W. Hatch scite author profile

A simple, rapid, quantitative syncytium-forming microassay for the detection of human immunodeficiency virus (HIV-I) isolates is described. A virus-syncytial sensitive clone of CEM cells (CEM-SS) was identified and made adherent to flat bottom 96-well microtiter dishes. Following the addition of virus, these cells develop easily quantifiable, adherent syncytia on a background of confluent, normal CEM-SS monolayer in 4 to 6 days. One-hit kinetics for syncytia formation were obtained at various multiplicities of infection. Syncytia are associated with complete virion production and cytoplasmic localization of the p24 core protein (detected by immunofluorescence). Total infectious virus can be accurately determined in this assay; these results showed a close correlation with p24 and gp120 induction when microtiter well supernatants were passed to fresh cells and evaluated by competitive radioimmunoassay.
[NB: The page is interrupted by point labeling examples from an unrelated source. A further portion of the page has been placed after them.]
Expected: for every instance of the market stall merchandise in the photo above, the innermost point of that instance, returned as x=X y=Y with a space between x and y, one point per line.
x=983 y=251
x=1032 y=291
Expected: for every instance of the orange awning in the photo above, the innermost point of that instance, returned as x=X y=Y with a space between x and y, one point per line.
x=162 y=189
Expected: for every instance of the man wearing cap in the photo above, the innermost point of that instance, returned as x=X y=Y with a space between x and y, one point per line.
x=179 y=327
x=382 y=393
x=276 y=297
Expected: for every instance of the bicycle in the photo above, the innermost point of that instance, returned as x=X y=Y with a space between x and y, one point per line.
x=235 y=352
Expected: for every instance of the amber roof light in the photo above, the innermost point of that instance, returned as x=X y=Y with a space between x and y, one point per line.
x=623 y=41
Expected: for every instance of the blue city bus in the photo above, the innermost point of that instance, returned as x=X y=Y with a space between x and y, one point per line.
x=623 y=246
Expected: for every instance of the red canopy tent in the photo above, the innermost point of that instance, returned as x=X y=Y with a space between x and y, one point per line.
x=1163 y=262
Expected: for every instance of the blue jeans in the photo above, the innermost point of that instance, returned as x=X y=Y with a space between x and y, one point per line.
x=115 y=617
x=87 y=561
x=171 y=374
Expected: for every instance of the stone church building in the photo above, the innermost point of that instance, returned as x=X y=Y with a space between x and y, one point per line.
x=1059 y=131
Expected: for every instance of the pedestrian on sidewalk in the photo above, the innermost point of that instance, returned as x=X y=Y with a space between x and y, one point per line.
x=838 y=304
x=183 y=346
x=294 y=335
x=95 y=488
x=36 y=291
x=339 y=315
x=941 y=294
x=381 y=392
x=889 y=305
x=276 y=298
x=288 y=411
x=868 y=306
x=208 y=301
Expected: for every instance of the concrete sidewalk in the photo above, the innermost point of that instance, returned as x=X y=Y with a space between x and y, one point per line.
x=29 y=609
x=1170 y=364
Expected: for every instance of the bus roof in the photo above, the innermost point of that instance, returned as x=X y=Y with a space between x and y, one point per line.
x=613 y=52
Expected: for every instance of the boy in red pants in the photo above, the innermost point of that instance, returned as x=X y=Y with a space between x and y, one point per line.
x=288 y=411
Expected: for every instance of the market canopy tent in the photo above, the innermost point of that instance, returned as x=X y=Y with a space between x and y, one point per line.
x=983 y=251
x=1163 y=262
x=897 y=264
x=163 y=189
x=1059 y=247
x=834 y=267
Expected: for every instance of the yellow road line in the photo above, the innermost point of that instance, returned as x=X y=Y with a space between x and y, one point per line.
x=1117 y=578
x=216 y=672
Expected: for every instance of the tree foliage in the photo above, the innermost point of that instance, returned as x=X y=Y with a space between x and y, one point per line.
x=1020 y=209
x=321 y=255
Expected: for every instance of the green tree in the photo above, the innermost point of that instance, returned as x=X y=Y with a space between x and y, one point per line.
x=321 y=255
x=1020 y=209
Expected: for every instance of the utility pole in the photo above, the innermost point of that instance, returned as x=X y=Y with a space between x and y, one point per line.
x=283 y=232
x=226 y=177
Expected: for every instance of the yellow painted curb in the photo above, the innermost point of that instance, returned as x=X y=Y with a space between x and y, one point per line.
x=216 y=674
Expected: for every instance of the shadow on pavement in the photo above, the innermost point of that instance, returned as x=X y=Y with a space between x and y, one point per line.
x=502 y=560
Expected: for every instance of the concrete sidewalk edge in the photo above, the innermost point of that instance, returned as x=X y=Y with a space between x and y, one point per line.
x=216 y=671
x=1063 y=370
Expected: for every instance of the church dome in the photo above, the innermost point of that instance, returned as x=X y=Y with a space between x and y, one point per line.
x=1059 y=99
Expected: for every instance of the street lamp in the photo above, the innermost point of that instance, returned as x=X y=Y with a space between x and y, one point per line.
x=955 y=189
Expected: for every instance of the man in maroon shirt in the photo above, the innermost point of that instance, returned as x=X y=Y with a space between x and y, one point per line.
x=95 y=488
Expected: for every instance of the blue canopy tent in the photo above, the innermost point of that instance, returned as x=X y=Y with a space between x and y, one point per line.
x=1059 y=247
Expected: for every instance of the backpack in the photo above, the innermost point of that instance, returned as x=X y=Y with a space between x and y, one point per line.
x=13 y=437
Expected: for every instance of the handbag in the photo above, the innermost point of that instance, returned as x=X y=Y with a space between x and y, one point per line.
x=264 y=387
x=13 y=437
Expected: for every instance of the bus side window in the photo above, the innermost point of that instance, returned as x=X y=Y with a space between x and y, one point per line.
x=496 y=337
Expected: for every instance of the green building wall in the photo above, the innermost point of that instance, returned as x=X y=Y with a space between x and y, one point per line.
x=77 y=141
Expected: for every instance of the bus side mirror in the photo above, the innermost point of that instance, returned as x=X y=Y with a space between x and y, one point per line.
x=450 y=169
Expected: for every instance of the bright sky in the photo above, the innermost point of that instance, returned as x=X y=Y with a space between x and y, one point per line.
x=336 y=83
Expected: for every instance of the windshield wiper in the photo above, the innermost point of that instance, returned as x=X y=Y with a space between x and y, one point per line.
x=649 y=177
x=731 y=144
Studies of p24 antigen induction at and beyond the end point of syncytia formation indicate that there are no detectable nonsyncytial variants in standard HIV-I stocks. Six divergent HIV-I isolates (HTLV-IIIB, -RFII, -MN, -RUTZ, -CC, and LAV-1), as well as HTLV-IIIB and LAV-1 reisolated from persistently infected chimpanzees, produce quantifiable syncytia which vary slightly in their developmental morphology. Accurate neutralization titers are readily obtained from easily constructed multiplicity curves derived from serial dilutions of test sera. Inherent within this system is a flexible method for studying various kinetics of antibody/virus interactions, as well as blocking and interference studies with any candidate antiviral compounds.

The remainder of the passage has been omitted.